Loss Function in Deep Learning
In the context of an optimization algorithm, the function used to evaluate a candidate solution (i.e. a set of weights) is referred to as the objective function. Typically, with neural networks, we seek to minimize the error. As such, the objective function is often referred to as a cost function or a loss function and the value calculated by the loss function is referred to as simply loss. The cost or loss function has an important job in that it must faithfully distill all aspects of the model down into a single number in such a way that improvements in that number are a sign of a better model.
Regression Problem
The loss function to use during training is typically the MSE (mean squared error), but if we have a lot of outliers in the training set, we may prefer to use the MAE (mean absolute error) instead. Alternatively, we can use the Huber loss, which is a combination of both. The Huber loss is quadratic when the error is smaller than a threshold δ (typically 1) but linear when the error is larger than δ. The linear part makes it less sensitive to outliers than the mean squared error, and the quadratic part allows it to converge faster and be more precise than the mean absolute error.
Classification Problem
Cross-entropy loss is often simply referred to as cross-entropy, logarithmic loss, logistic loss, or log loss for short. Each predicted probability is compared to the actual class output value (0 or 1) and a score is calculated that penalizes the probability based on the distance from the expected value. The penalty is logarithmic, offering a small score for small differences and enormous score for a large difference. Cross-entropy loss is minimized, where smaller values represent a better model than larger values. A model that predicts perfect probabilities has a cross entropy or log loss of 0.0.

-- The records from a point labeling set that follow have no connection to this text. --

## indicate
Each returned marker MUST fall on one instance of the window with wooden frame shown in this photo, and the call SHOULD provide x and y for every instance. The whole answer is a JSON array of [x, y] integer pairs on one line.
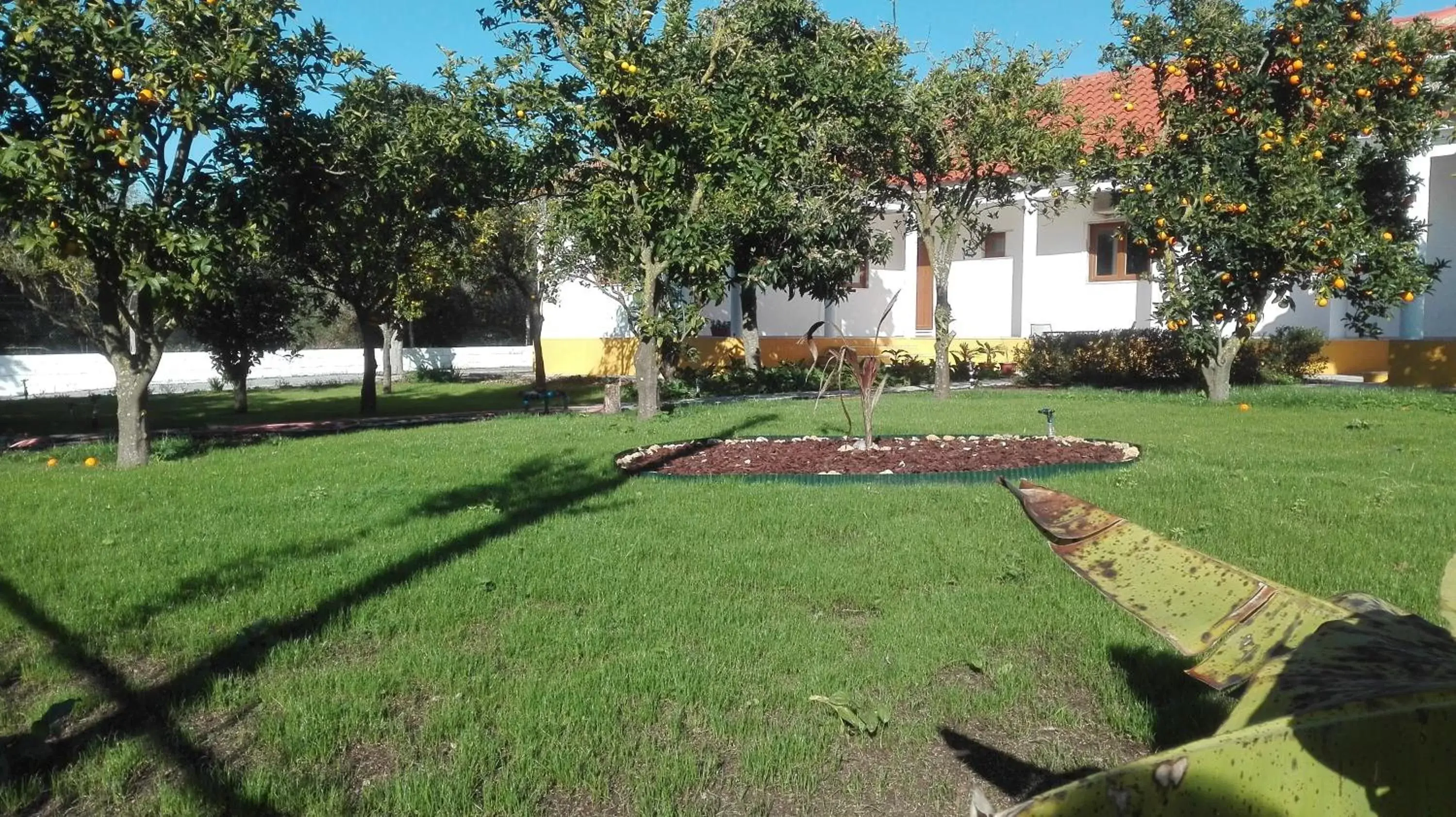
[[995, 245], [1109, 258]]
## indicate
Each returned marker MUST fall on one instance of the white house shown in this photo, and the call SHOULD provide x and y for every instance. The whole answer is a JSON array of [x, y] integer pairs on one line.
[[1047, 274]]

Cross-entropy for a binary or two class prediction problem is actually calculated as the average cross entropy across all examples. Cross-entropy can be calculated for multiple-class classification. The classes have been one hot encoded, meaning that there is a binary feature for each class value and the predictions must have predicted probabilities for each of the classes. The cross-entropy is then summed across each binary feature and averaged across all examples in the dataset.